Monday, September 03, 2007


Venezuelans getting what they voted for...good and hard:

The Venezuelan economy, under the direction of President Hugo Chávez, is starting to unravel in the currency market.

While Venezuela earns record proceeds from oil exports, consumers face shortages of meat, flour and cooking oil. Annual inflation has risen to 16 percent, the highest in Latin America, as Chávez tripled government spending in four years.

Exxon Mobil and ConocoPhillips are pulling out after Chávez demanded that they cede control of joint venture projects.

The bolivar has tumbled 30 percent this year to 4,850 per dollar on the black market, the only place it trades freely because of government controls on foreign exchange.
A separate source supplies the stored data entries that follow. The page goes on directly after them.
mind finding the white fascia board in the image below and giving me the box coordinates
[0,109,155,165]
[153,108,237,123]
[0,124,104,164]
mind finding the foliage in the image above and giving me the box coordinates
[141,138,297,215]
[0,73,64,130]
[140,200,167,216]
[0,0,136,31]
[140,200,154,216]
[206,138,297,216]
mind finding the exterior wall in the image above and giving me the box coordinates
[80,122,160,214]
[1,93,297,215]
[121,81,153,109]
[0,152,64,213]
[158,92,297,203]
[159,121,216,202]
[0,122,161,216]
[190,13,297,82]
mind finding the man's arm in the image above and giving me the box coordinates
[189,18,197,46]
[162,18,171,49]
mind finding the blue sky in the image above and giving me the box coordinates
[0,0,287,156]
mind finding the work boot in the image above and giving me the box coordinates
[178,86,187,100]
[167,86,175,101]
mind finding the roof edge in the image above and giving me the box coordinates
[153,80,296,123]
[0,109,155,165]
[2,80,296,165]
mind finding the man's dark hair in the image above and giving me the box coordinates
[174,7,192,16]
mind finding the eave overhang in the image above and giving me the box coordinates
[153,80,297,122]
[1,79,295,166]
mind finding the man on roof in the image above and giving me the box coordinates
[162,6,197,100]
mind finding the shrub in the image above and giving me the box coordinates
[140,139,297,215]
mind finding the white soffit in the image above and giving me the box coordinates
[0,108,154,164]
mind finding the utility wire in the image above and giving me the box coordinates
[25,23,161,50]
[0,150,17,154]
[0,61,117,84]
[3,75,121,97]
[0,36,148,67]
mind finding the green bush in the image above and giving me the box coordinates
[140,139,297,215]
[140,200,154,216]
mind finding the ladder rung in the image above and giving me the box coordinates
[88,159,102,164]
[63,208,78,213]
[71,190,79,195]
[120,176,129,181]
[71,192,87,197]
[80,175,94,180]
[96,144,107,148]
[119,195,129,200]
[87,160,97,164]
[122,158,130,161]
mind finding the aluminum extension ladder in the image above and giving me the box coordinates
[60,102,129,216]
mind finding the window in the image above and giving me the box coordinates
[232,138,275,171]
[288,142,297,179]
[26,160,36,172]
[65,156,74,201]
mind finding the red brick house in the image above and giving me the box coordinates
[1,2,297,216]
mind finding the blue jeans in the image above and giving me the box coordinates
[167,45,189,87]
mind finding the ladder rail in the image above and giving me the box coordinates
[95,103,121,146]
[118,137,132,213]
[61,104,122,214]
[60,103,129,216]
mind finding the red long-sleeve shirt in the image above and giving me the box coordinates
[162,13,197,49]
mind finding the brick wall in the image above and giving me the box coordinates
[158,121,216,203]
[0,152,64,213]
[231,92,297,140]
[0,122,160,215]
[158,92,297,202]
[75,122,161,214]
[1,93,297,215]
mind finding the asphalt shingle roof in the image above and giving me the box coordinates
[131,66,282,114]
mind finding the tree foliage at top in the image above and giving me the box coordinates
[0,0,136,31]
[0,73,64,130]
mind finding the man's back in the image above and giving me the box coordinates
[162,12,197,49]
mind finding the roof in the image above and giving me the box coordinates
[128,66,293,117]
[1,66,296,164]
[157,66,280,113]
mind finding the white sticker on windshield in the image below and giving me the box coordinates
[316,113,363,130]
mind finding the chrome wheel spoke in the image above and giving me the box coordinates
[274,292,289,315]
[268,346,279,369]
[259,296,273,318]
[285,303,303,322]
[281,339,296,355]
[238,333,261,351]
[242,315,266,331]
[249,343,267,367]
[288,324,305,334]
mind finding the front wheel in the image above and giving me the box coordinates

That compares with the official rate of 2,150 per dollar set in 2005.

....JPMorgan Chase and Merrill Lynch expect Chávez to devalue the bolivar 14 percent in the first quarter of 2008 after he introduces a new currency Jan. 1 that will lop three zeros off all denominations.

....Chávez, an ally of President Fidel Castro of Cuba, weakened the currency 11 percent in 2005.

Chávez imposed restrictions on foreign exchange in 2003 to halt the capital flight that has driven down the bolivar more than 70 percent since he took office in 1999.

....As the gap between the official exchange rate and the black market rate has increased, so has the incentive to exploit rules, like a regulation that allows people to spend $5,000 a year on their credit cards while traveling abroad.

Some Venezuelans travel to nearby Curaçao, where they buy $5,000 of casino poker chips with their credit cards, exchange the chips for cash and then sell the dollars on the black market back in Caracas.